Wednesday, November 14, 2007

Are synchronous systems doomed?

Asynchronism of communication is a basic principle of many distributed systems. Did you ever think why? Why developers do so much staff to handle things asynchronously while sync communications are much simpler?

If you'll see around you shall find many examples of asynchronism. Most organizations exploit this principles, engineers exploit this principle, even nature
has built neural systems asynchronous.

So why? The point is implicit parallelism and reliability introduced by such systems.

Let's imagine a chain of components used by each other and connected by relatively long "links". By "relatively long" I mean information propagation time can be compared with processing time or longer. In synchronous systems the first component in the chain will wait at least while other component shall receive the message. In worst case it will wait for results of the message processing. So transmission delays will sum and increase the first component idle time.

Link failure in that case is a disaster. The only general way to detect it is timeout which increases request handling time (read the fist component idle time). Moreover, there is no way to learn was the request processed or not.

Obviously, synchronous requests are hard to persist. As recovery of distributed state (which in synchronous system is usually represented by execution stack or system components) represents magnificent technical and administrative challenge.

Asynchronous systems are something different. Components work in 'fire-and-forget' mode. So no time (resources) is spent to conserve. Components do not idle and may create additional requests, process data & etc. So it is much more parallel.

Moreover, it is easy to design system in a way when all state is incapsulated inside the messages. Persisting them system may archive significant firmness for link/components failures.

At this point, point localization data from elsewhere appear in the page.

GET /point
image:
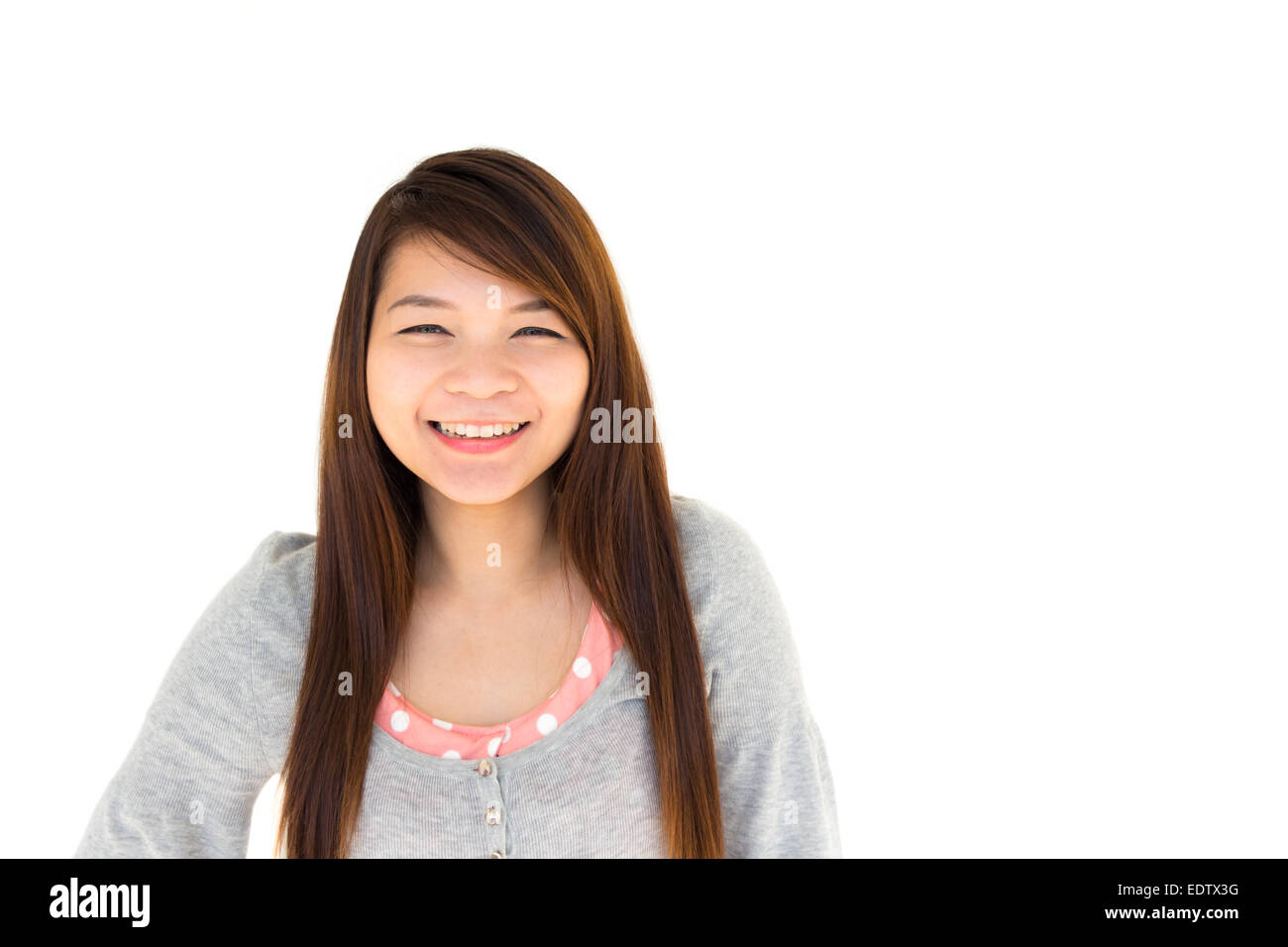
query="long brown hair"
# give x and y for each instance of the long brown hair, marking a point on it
(609, 504)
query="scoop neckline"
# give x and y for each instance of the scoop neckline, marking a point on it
(608, 692)
(476, 731)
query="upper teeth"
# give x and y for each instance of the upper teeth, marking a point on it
(478, 431)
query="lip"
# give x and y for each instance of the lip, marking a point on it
(481, 445)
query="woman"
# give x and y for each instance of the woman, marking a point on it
(482, 558)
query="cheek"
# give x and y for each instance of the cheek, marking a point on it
(563, 384)
(394, 381)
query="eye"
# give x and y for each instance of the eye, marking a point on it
(537, 329)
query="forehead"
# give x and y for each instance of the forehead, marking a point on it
(416, 264)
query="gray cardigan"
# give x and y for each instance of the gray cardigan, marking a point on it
(219, 725)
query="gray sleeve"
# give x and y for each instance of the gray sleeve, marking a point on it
(776, 785)
(189, 781)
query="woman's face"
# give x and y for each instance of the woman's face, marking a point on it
(488, 352)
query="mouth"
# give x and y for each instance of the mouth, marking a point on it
(462, 431)
(478, 438)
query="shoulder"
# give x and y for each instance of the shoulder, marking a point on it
(737, 607)
(278, 603)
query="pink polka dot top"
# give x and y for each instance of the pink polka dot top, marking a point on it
(404, 723)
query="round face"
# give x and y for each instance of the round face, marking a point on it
(476, 384)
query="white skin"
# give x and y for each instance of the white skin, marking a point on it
(498, 629)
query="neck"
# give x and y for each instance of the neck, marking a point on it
(487, 553)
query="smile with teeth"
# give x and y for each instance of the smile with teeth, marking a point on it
(478, 431)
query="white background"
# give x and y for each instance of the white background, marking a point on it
(973, 315)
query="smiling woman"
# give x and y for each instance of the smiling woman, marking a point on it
(506, 638)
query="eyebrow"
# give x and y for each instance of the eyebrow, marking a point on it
(436, 303)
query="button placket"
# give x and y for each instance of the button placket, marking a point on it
(490, 806)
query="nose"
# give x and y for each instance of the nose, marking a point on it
(481, 371)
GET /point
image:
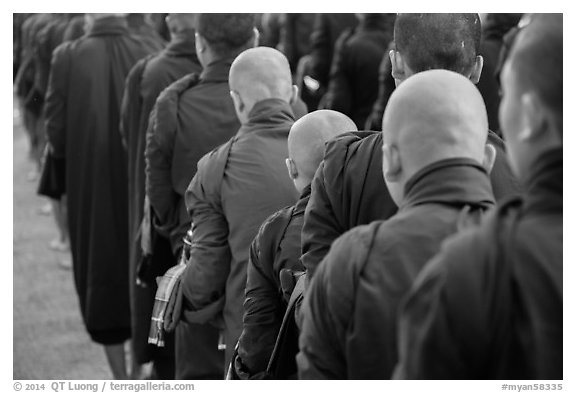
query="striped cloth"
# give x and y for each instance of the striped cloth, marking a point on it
(167, 304)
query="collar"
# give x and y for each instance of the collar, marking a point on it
(182, 44)
(455, 181)
(217, 71)
(544, 186)
(110, 25)
(300, 206)
(272, 111)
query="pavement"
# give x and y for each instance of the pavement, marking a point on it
(50, 341)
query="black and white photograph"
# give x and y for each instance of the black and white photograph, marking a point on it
(287, 196)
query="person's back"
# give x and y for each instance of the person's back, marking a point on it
(82, 123)
(275, 250)
(432, 167)
(348, 189)
(353, 86)
(191, 117)
(493, 30)
(236, 188)
(492, 298)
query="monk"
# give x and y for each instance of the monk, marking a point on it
(489, 305)
(277, 246)
(144, 83)
(432, 165)
(82, 119)
(237, 186)
(191, 117)
(348, 189)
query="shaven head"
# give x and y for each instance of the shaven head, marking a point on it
(531, 110)
(258, 74)
(434, 115)
(306, 142)
(437, 41)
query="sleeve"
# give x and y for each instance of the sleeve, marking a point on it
(55, 104)
(158, 153)
(339, 92)
(131, 104)
(326, 313)
(263, 305)
(205, 277)
(440, 322)
(321, 226)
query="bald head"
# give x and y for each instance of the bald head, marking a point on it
(180, 21)
(435, 115)
(307, 139)
(261, 73)
(536, 61)
(438, 41)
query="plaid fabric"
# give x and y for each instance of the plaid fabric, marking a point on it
(167, 305)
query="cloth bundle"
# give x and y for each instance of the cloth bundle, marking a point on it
(167, 305)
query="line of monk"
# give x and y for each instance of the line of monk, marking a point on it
(225, 229)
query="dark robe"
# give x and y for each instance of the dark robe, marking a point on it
(275, 248)
(497, 25)
(140, 25)
(353, 86)
(386, 86)
(191, 117)
(349, 311)
(236, 188)
(144, 83)
(490, 304)
(82, 120)
(348, 190)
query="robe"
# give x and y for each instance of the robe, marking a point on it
(144, 83)
(236, 188)
(348, 190)
(192, 116)
(276, 247)
(349, 310)
(490, 304)
(82, 122)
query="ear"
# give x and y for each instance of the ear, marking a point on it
(489, 157)
(292, 170)
(399, 69)
(256, 38)
(238, 103)
(391, 165)
(200, 43)
(294, 94)
(533, 118)
(477, 69)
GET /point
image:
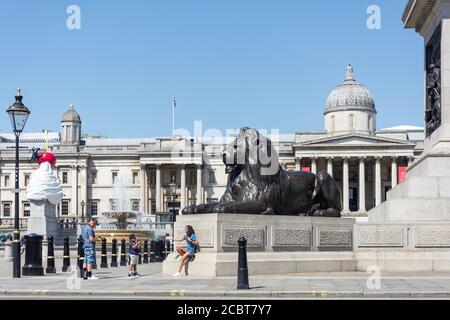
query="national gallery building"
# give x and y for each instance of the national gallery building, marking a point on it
(102, 175)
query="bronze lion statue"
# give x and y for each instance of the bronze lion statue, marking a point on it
(257, 184)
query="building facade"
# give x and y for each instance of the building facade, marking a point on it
(100, 174)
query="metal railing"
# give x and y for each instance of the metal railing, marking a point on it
(8, 223)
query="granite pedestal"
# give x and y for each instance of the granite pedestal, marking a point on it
(275, 244)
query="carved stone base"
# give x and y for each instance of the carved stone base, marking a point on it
(275, 244)
(423, 196)
(217, 264)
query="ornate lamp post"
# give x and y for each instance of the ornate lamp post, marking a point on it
(83, 204)
(18, 113)
(173, 193)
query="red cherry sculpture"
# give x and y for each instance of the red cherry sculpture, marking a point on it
(46, 157)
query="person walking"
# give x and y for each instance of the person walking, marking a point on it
(88, 235)
(135, 249)
(188, 253)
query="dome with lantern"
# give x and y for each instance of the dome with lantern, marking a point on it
(350, 107)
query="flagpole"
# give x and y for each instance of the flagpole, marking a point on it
(174, 104)
(173, 117)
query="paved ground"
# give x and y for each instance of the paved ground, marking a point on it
(152, 284)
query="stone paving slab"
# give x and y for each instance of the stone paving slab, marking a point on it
(152, 284)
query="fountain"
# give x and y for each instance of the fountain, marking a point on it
(121, 222)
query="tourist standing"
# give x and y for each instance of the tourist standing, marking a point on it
(188, 253)
(135, 250)
(88, 235)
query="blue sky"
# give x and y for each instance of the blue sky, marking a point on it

Now take a look onto modern hardware design. In common computer (actually in supercomputers also, but there can be exceptions) CPUs are quicker than communication channels. This has little common with multicomponent architecture. But the trend is not to increase number of CPUs linked with _communication channels_ either on single computer level and on distributed cluster level.

eBay is building their systems in async way. The most part of payment transactions are processed in async way.

Don't you think it is time to learn message passing libraries and designs?